Thursday, December 19, 2013
Yesterday, Professor Cleveland posted about a 9th Circuit ruling which underscored the premise that freedom of contract does not extend to reducing or eliminating federal court jurisdiction to review arbitral awards pursuant to FAA § 10. Last week, our friends at ADR Prof Blog posted about how mandatory arbitration seems to amount to claim suppression. This is especially true when one considers consumer arbitration of relatively nominal dollar value claims. Because 90% of arbitration clauses limit or outright prohibit class arbitration, most people will simply walk away from the claim rather than deal with the process. Claim suppression realized.
While I commend the 9th Circuit for disallowing parties to contractually reduce a court's ability to review an arbitral award, I believe that the basis for vacatur under FAA § 10 (arbitrator corruption, fraud, misconduct, exceeding or imperfectly executing powers) is too limiting in itself. Essentially, a party needs to show that the arbitrator "manifestly disregarded the law" in order to succeed in getting an award vacated (note that some consider this a disfavored common law reason for vacating an award, but the Supreme Court in Hall Street did not specifically eviscerate this as a reason and, as such, it is still used by some circuits).
Manifest disregard of the law - as well the reasoning articulated in § 10 - is tantamount to an abuse of discretion standard of review. When appellate courts are reviewing an award under this standard of review, the court is not to substitute its opinion for that of the decision-maker and the award is to be upheld absent the ability to show that no reasonable person would have reached such a conclusion. Obviously, this is a huge and almost impossible burden for an appellant to meet.
As it relates to arbitration, having such a limiting standard of review is exacerbated by the fact that arbitrators are encouraged by the American Arbitration Association (AAA) not to provide written opinions in order to prevent the possibility that the award will be overturned on appeal. This disadvantages appellants in an appeal from an arbitral award much greater than appellants from a trial/district court decision, the latter generally being the recipients of both a reasoned opinion from the lower court judge and a de novo standard of review on appeal.
During the golden days when arbitration was a contracted process agreed upon by businesses to resolve commercial disputes, the stringent standard of review made sense. This fits the mold of freedom of contract, especially when two parties with assumedly equal bargaining power agreed to the terms of the contract. But now that arbitration has encroached upon the world of consumer and employee contracts, involving statutory rights, waivers of class actions, and seemingly impairing the rights of individuals with little to no bargaining power, perhaps the standard of review should be revisited.

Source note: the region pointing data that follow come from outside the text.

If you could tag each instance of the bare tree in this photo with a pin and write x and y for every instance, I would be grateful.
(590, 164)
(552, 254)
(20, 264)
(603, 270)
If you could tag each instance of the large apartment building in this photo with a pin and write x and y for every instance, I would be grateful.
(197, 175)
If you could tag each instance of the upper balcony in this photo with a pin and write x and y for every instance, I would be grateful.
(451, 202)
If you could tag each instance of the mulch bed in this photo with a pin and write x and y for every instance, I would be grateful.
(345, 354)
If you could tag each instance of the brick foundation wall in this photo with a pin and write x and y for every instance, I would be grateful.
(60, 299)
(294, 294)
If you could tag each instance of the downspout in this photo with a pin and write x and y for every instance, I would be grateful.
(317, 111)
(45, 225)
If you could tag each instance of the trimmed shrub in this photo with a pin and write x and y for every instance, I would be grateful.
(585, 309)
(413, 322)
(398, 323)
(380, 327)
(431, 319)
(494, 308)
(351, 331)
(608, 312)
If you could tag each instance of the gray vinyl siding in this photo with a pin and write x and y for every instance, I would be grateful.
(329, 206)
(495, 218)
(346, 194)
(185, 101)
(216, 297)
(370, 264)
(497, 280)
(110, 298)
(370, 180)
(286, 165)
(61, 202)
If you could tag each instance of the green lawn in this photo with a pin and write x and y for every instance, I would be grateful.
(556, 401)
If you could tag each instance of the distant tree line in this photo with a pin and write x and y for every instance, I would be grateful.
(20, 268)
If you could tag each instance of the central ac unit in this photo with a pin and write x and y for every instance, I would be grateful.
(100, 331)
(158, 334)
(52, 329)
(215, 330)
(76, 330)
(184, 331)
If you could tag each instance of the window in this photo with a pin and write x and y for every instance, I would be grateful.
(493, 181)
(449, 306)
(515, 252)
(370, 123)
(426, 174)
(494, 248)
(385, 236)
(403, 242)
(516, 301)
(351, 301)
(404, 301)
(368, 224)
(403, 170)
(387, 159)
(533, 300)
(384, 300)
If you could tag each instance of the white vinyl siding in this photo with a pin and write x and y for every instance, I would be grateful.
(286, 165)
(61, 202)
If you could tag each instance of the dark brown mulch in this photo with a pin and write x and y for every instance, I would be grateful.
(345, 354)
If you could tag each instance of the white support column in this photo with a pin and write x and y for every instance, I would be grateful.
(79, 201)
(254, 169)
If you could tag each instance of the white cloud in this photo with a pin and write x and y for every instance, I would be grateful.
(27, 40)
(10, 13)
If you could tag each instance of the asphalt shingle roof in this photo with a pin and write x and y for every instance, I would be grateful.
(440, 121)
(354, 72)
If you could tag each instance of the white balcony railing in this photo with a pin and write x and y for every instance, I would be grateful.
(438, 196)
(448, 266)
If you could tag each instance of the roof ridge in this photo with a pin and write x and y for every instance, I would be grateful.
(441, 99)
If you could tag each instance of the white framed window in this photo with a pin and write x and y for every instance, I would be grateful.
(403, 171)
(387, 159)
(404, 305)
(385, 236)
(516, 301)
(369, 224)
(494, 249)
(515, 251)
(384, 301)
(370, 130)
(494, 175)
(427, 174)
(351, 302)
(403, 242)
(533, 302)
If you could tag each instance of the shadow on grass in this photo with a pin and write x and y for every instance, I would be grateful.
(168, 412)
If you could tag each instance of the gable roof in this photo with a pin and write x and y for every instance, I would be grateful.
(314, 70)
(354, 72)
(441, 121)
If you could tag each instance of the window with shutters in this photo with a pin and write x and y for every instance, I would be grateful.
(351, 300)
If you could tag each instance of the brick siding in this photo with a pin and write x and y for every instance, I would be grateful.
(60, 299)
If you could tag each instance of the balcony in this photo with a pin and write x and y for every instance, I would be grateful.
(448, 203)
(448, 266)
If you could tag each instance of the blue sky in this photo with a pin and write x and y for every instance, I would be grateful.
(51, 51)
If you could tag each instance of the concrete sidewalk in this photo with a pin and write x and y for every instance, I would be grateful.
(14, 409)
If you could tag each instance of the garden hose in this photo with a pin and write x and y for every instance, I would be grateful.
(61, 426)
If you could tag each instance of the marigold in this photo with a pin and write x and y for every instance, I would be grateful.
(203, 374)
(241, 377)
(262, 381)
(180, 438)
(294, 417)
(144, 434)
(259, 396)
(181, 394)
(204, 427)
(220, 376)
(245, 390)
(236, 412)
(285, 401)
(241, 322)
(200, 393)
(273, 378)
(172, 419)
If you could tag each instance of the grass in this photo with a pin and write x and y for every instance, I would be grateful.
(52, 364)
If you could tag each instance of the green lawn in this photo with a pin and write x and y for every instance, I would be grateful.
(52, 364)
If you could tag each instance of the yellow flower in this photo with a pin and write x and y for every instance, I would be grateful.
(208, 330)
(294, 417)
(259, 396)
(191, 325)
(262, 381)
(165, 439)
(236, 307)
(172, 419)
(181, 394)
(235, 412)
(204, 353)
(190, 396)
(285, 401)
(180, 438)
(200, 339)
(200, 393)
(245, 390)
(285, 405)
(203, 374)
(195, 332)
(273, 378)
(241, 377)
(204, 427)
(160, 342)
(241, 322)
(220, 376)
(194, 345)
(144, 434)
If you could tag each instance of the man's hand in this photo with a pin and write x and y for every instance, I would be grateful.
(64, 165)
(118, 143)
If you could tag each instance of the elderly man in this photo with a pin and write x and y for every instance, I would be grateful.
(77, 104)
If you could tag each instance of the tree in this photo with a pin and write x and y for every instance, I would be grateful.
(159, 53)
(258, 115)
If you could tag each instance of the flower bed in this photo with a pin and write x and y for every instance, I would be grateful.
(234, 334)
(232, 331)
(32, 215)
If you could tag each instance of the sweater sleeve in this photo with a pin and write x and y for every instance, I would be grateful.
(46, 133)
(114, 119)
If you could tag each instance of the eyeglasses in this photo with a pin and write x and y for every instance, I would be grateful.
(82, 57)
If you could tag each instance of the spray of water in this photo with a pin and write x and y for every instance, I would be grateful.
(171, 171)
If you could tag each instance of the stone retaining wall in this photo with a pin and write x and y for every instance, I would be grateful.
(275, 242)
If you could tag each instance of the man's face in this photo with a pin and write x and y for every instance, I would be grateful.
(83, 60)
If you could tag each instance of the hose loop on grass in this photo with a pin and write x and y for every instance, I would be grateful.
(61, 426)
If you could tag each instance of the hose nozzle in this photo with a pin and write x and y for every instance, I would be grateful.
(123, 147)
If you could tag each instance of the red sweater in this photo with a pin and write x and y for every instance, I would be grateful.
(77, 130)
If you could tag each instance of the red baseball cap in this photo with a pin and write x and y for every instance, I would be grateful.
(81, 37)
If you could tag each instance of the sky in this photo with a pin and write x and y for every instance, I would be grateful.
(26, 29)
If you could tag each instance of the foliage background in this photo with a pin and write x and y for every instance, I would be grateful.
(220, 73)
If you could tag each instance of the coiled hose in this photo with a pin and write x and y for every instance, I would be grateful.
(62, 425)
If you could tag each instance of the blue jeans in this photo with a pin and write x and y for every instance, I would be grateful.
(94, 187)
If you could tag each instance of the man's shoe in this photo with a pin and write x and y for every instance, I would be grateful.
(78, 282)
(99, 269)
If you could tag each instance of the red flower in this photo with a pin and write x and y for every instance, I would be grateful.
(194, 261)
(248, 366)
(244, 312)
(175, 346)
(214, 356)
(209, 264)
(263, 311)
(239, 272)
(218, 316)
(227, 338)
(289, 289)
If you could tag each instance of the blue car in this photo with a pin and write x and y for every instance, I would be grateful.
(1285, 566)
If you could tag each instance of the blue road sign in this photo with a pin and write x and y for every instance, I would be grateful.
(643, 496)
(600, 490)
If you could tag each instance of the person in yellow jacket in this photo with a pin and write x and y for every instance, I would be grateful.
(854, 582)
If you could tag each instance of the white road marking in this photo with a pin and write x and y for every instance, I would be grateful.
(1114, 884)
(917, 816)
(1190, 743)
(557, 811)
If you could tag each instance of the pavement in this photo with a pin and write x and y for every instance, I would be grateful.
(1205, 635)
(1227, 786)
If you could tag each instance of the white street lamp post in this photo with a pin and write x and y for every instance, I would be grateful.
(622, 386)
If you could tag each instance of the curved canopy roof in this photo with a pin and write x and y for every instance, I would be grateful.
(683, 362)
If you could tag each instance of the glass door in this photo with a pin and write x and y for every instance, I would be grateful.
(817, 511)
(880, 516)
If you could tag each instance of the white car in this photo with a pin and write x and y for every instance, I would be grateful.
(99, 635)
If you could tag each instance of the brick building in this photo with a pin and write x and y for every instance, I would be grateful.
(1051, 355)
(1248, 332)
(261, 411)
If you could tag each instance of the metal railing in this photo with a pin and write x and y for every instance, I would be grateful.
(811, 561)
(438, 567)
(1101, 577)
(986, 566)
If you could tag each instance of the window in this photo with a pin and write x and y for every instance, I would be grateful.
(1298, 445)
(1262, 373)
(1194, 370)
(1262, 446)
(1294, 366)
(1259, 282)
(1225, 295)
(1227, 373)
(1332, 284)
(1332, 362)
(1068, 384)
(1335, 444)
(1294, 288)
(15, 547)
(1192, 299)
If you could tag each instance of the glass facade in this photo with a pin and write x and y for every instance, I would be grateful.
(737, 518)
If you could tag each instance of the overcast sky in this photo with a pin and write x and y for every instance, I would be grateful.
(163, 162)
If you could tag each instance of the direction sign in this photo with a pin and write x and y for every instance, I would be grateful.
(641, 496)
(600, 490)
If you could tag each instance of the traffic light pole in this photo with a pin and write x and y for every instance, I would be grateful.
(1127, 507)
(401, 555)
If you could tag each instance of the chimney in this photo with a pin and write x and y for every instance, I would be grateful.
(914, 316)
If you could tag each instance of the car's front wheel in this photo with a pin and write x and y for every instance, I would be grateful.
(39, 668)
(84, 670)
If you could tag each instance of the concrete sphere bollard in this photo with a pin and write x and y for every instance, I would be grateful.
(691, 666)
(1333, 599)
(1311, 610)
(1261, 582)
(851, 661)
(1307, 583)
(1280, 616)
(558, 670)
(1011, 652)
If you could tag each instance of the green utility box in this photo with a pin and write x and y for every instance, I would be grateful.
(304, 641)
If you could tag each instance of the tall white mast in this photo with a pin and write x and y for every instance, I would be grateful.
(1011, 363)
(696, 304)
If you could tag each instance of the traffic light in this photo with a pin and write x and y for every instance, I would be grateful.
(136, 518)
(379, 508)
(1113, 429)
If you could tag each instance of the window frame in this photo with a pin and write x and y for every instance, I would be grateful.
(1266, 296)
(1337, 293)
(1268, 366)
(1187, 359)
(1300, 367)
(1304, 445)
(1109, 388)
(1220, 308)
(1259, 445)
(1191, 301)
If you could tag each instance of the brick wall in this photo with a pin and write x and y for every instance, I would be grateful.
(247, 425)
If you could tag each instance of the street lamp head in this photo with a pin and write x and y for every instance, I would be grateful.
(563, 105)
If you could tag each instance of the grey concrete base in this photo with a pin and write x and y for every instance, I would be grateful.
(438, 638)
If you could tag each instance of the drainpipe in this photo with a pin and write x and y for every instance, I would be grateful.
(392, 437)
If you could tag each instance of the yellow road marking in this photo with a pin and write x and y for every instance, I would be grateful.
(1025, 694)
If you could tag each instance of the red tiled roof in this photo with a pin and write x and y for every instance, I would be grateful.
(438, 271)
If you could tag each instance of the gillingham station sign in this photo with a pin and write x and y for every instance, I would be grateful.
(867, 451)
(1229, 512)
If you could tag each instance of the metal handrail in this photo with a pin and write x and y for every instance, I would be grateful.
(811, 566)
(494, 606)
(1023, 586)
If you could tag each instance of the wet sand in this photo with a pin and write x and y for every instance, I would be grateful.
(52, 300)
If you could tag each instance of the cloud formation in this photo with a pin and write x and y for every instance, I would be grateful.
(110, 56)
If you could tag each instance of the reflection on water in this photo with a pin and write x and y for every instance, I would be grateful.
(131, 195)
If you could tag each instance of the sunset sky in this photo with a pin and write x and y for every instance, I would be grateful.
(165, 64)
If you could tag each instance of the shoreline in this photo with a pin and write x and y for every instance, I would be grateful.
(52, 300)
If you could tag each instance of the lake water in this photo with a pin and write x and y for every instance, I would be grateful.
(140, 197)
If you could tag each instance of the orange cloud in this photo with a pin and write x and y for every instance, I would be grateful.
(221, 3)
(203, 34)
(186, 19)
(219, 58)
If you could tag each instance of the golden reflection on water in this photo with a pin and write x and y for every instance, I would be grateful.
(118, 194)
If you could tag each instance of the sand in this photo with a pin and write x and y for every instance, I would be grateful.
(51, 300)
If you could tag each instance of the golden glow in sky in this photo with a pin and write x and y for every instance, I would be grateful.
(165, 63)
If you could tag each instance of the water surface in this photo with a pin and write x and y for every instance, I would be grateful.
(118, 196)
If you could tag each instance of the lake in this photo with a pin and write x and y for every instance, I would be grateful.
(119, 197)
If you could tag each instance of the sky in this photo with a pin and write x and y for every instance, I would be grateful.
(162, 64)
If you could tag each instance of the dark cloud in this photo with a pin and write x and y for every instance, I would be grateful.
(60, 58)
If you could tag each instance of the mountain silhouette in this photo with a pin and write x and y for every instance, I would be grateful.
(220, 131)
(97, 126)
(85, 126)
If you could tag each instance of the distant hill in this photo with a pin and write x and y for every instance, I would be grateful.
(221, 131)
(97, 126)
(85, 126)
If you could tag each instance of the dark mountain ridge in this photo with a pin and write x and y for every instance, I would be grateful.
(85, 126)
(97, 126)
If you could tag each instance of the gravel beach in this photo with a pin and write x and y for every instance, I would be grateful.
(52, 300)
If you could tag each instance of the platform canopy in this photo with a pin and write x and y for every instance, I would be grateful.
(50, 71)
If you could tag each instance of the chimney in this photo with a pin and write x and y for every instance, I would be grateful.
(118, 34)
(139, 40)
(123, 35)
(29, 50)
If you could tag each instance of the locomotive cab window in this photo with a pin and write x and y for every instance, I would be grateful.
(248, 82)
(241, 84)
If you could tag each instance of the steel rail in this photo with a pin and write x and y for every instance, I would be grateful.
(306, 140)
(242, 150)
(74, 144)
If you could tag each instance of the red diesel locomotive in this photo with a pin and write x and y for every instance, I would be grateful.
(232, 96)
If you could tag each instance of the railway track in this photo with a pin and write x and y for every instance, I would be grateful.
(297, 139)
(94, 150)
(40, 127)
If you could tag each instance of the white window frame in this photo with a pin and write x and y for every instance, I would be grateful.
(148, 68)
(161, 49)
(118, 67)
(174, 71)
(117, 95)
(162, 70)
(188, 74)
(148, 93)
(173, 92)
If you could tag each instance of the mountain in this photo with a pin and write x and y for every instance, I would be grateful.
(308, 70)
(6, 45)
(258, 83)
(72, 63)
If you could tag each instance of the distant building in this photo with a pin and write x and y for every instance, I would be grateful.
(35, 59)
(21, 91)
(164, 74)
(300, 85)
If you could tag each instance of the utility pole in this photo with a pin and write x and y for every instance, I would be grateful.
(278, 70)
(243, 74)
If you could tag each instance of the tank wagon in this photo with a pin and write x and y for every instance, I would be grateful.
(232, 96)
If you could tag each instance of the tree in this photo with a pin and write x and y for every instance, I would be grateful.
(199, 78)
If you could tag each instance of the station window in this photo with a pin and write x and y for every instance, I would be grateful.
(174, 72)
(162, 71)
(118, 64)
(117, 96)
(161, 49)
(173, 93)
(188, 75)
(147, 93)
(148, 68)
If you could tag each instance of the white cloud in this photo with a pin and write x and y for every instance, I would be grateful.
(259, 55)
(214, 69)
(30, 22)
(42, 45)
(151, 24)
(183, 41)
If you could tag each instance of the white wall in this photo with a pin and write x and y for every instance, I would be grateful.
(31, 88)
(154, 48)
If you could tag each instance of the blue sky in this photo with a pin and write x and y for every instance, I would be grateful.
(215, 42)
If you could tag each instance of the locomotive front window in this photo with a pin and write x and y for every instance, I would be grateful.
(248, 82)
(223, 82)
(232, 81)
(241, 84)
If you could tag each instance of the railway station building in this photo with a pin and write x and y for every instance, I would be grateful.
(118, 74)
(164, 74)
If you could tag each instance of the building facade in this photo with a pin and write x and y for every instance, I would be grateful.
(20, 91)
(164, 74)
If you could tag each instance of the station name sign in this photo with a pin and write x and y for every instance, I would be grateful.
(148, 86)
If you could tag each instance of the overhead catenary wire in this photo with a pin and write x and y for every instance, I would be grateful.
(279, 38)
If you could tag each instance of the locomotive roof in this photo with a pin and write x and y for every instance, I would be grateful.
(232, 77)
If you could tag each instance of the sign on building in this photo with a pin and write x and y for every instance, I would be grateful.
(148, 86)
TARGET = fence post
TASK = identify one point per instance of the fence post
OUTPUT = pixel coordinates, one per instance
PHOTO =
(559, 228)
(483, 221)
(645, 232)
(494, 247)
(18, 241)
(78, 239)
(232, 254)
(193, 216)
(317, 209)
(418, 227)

The Arbitration Fairness Act of 2011 (reintroduced in May 2013), does not appear to be headed for enactment anytime soon. This Act would invalidate pre-dispute arbitration agreements involving consumer and employee matters. A less radical approach might be to simply require that the appellate review of these disputes must be de novo. While this is just food for thought, it is unlikely the current Congress will be willing to dine on it anytime soon.